My father had this long term friend that would always ask me "Ary you poitive about that"
I'd reply "yes"
he'd say "Well only fools are positive"
With that in mind, I'd say everything is a theory, kind of the "you can't prove anything only disprove", therefore using that, everything we know as fact is actually a theory. Granted I can't disprove 1+1=2, but I can't prove it (kind of a stretch, but I'm not mathematician).
J Badger: There is nothing wrong with collecting data and *then* looking for interesting trends in it which could eventually lead to new hypotheses or theories. This is what genomicists (and now metagenomicists) do now. For what it's worth, it can even be argued that this method is truer to the original inductive scientific method proposed by Francis Bacon than the grade school version.
No, no, no! You can't gather data without having some form of theory in your head --- theory is the structure of meaning which allows you to collect data, to separate what you measure from what you don't measure. What you must mean is that you needn't have a fully worked out, explicit theory to collect data (which is very true). But data and theory are not independent -- they are two faces of the same coin.
You can't find trends or correlations without, in the first place, having decided what you're looking at, what is within the realm of relevance. Otherwise, you're going to spend your entire career correlating cell number in your dish to eyelid ticks of the birds outside your window.
I'm a genomicist, and I've always joked that my "hypothesis" when starting to analyze a new genome is that interesting new genes are going to be found there. Seriously, I don't know *what* will be interesting in a new genome until I analyze it. I haven't been disappointed yet, though. Typically, to satisfy the pedantic lovers of "hypothesis driven research" we claim in the paper that we sequenced the genome in order to find whatever cool things we found, but in all honesty, the most interesting things are invariably serendipitous and could not have been predicted by any hypothesis or theory.
Jonathan, I understand what you're saying. However, which genome you pick (ie, which taxon you sample, which species, and which individual within that species) or which sample you meta-sequence is a somewhat informed decision. You're not just collecting genomic data willy-nilly, right?
You can't find trends or correlations without, in the first place, having decided what you're looking at, what is within the realm of relevance. Otherwise, you're going to spend your entire career correlating cell number in your dish to eyelid ticks of the birds outside your window.
hear hear! That sums it up.
However, which genome you pick (ie, which taxon you sample, which species, and which individual within that species) or which sample you meta-sequence is a somewhat informed decision. You're not just collecting genomic data willy-nilly, right?
Obviously, every genome sequenced has been done so for a reason. Important crop plants have had their genomes sequenced out of a hope that the sequence will help crop breeders. Pathogens have been sequenced in the hope that this will aid medical research. Model organisms have huge research communities that likewise hope to benefit from the sequence. Evolutionary biologists clamor for more sequences of organisms in parts of the "Tree of Life" that have been neglected so far. Sometimes in this last case people *are* trying to test a pre-defined hypothesis like "Is organism X more closely related to Y or Z?", but in the other cases typically people are just hoping that the genome will yield *something* interesting and open up new paths for future research. As an evolutionary genomicist, I've been involved in both expressly evolutionary projects and served as the "tree guy" on other genome projects.

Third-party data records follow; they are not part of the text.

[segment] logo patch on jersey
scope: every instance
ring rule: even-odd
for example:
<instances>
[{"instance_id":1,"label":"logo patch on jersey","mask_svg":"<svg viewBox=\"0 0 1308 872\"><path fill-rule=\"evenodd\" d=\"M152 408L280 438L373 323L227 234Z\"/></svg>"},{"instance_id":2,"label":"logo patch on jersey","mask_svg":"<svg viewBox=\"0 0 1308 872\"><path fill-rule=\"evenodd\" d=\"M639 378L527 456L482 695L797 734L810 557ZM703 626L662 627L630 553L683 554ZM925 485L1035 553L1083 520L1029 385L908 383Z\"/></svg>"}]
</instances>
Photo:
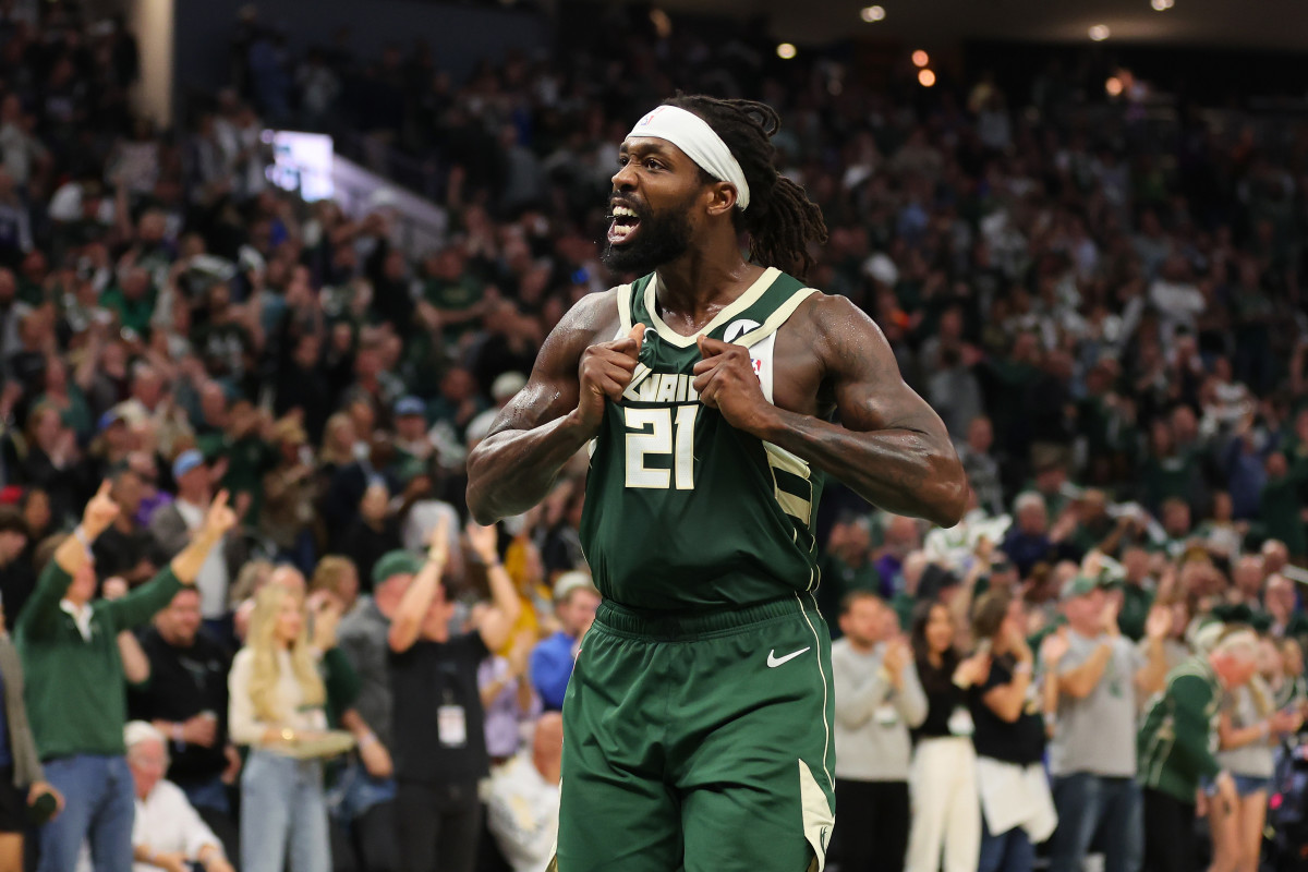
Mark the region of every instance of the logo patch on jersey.
<instances>
[{"instance_id":1,"label":"logo patch on jersey","mask_svg":"<svg viewBox=\"0 0 1308 872\"><path fill-rule=\"evenodd\" d=\"M722 341L734 343L735 340L748 333L751 329L759 329L760 327L763 327L763 324L760 324L756 320L749 320L748 318L734 320L730 324L727 324L726 331L722 333Z\"/></svg>"}]
</instances>

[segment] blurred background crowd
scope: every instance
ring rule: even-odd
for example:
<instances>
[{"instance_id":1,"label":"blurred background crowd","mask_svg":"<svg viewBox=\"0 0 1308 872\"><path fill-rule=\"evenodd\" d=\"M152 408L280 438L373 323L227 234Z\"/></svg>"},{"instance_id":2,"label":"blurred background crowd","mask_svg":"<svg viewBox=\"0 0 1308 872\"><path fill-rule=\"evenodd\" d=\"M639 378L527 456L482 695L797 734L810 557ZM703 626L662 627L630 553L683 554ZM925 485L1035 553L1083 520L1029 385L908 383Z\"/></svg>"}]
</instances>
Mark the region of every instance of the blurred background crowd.
<instances>
[{"instance_id":1,"label":"blurred background crowd","mask_svg":"<svg viewBox=\"0 0 1308 872\"><path fill-rule=\"evenodd\" d=\"M543 869L555 713L599 601L586 459L489 531L466 527L464 459L561 315L624 280L596 242L617 145L683 89L781 112L780 166L831 229L810 285L876 320L972 484L951 529L827 490L820 599L845 637L828 868L933 872L942 848L948 872L1172 868L1146 845L1151 790L1189 791L1214 872L1301 863L1308 124L1197 102L1160 124L1127 73L1105 94L1091 56L1022 88L965 69L923 89L906 60L871 86L753 37L713 50L606 16L594 42L455 77L405 34L378 56L348 34L293 51L246 8L229 86L156 129L131 109L122 18L0 3L0 597L21 655L0 646L0 676L35 748L10 702L0 767L26 791L54 784L42 762L126 749L139 869ZM386 197L347 212L277 187L268 128L356 143L382 175L419 166L437 241L404 244ZM73 622L78 603L158 596L220 490L237 524L157 614L94 605L116 616L126 710L85 716L132 723L102 724L127 727L120 746L77 746L35 711L81 711L72 685L8 671L51 673L24 616L69 583L42 571L103 481L118 512ZM1135 748L1168 671L1254 656L1213 703L1240 800L1196 800L1210 757L1160 786L1156 743ZM328 728L354 750L315 757ZM1048 803L1012 787L1040 761ZM161 797L165 773L179 791ZM1007 828L1001 782L1032 805ZM97 833L132 816L61 794L84 862L118 868ZM39 833L27 799L0 801L0 863ZM27 863L56 868L44 841Z\"/></svg>"}]
</instances>

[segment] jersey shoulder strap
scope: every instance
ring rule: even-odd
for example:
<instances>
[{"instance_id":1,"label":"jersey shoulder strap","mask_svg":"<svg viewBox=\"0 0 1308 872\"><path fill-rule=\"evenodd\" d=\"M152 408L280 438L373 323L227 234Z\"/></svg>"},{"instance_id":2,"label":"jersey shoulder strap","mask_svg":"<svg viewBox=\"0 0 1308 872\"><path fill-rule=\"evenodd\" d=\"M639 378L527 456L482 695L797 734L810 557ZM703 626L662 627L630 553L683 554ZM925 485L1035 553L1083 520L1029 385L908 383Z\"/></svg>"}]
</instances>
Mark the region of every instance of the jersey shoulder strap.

Interesting read (as well as the comments). Thanks for sharing.
It seems to me that genome papers are becoming repetitive and stale. There are exceptions, like the Pinot Noir genome paper, but most just read like statistics on the back of a baseball card. This is not to say that having a genome is not immensely useful. I am just wondering whether or not genomics/bioinformatics is now entering a phase where it will transform into a more predictive and hypothesis driven science.